On the eve of the Lo-City Alexandra Palace show, the Mayor of London confirmed (Friday Nov 3rd) plans for the next major stage of his hard-hitting measures to help tackle London’s lethal air pollution and dramatically reduce harmful emissions with the early introduction of the Ultra-Low Emission Zone (ULEZ) in central London from 8th April 2019.

From April 2019 the ULEZ will replace the T-Charge, which was introduced last month, and operate in the same area, alongside the congestion charge but (unlike the T-Charge and Congestion Charge, which are only in place on weekdays) it will operate 24 hours a days, 7 days a week, 365 days a year.  There will be two ULEZ charge levels: £12.50 a day for cars, vans and motorbikes and £100 a day for lorries, buses and coaches.  These charges will  be in addition to the Congestion Charge (C-Charge), so the most-polluting cars and vans would pay £24 per day and lorries would pay £115.50 during C-Charge hours. All revenue raised will be used by Transport for London to help maintain a greener transport fleet and reduce pollution across the transport network.

The minimum standards for the ULEZ are Euro 6 for diesel vehicles, Euro 4 for petrol vehicles, and Euro 3 for motorbikes and quadricycles. Drivers of vehicles that do not meet the minimum standard will have to take action or pay. Most diesel cars that are four years old or newer will meet the requirement in 2019 when the scheme comes into force, making the ULEZ the tightest emission standard in the world.

As well as bringing in the ULEZ a year earlier than previously planned, the Mayor has expanded the standards to include particulate matter after recent health data revealed that every part of London exceeds World Health Organization recommended air quality guidelines for PM2.5.  He has also decided that TfL buses should meet the same Euro VI requirement as other heavy vehicles and private buses from April 2019.

Road transport emissions in central London are expected to reduce by an additional 20 per cent in 2019 as a result of the early introduction of the ULEZ. This includes:

  • NOx emissions from HGVs are expected to reduce by nearly 50 per cent
  • Coach and non-TfL bus emissions will reduce by over a third.
  • Emissions from cars and vans are expected to reduce by eight and 12 per cent respectively (it should be noted that while the reduction in emissions is smaller than for larger vehicles, their savings make up nearly one third of the emissions reductions in central London).
  • More than 30,000 people in central London (a 40 per cent reduction), and 100,000 people across London, will no longer live in areas exceeding the NO2 limits.
  • 19 schools in central London and 42 schools across London will no longer be in areas exceeding legal limits in 2019 as a result.
  • The ULEZ benefits should be even greater by 2020 with an estimated 45 per cent reduction in road transport emissions.


More than 18,000 Londoners responded to the Mayor’s public consultation on ULEZ, with 63 per cent (11,383) supporting earlier implementation.

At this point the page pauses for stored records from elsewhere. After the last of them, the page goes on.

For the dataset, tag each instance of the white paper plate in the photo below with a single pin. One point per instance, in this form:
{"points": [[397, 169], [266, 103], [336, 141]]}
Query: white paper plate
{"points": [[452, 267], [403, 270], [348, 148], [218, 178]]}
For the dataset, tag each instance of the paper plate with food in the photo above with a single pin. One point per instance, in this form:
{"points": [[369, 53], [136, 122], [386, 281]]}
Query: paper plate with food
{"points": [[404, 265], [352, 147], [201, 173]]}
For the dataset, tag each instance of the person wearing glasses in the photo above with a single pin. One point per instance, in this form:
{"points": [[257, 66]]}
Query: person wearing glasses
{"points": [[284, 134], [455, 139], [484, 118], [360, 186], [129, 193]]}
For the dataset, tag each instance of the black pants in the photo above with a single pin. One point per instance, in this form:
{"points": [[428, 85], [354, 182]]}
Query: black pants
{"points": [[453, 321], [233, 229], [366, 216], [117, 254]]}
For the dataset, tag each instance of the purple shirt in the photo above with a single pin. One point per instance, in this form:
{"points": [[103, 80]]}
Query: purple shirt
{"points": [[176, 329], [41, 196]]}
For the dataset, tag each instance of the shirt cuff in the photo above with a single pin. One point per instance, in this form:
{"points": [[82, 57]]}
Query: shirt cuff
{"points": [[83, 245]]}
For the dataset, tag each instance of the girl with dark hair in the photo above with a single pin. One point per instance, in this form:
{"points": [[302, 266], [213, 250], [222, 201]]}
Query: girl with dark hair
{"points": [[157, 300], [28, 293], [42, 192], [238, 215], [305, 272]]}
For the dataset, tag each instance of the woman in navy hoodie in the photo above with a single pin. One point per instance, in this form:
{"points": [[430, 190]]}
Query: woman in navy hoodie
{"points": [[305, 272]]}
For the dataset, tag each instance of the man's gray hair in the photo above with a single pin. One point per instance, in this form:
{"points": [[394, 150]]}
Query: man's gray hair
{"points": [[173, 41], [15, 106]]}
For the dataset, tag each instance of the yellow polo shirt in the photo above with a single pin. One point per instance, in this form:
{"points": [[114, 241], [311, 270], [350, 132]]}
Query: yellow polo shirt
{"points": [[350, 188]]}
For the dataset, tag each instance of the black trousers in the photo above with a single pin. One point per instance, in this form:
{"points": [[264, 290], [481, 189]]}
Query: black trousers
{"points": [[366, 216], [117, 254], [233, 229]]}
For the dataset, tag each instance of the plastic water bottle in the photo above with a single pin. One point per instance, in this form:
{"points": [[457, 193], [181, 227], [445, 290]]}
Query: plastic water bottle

Please visit the TfL consultation portal to view the results in full.  The ULEZ and T-Charge are just some of the ambitious, hard-hitting measures the Mayor is introducing to improve London’s toxic air quality – he is developing proposals for a London-wide Euro VI standard for buses, coaches and lorries in 2020. The Mayor has also called on the Government to put in place a national vehicle scrappage scheme to help people replace vehicles affected by the proposals or switch to cleaner alternatives. There was overwhelming support for this in the first round of his consultation. He also wants fiscal incentives, like vehicle excise duty, to be reformed so they support his proposals and encourage people to own and use the cleanest vehicles.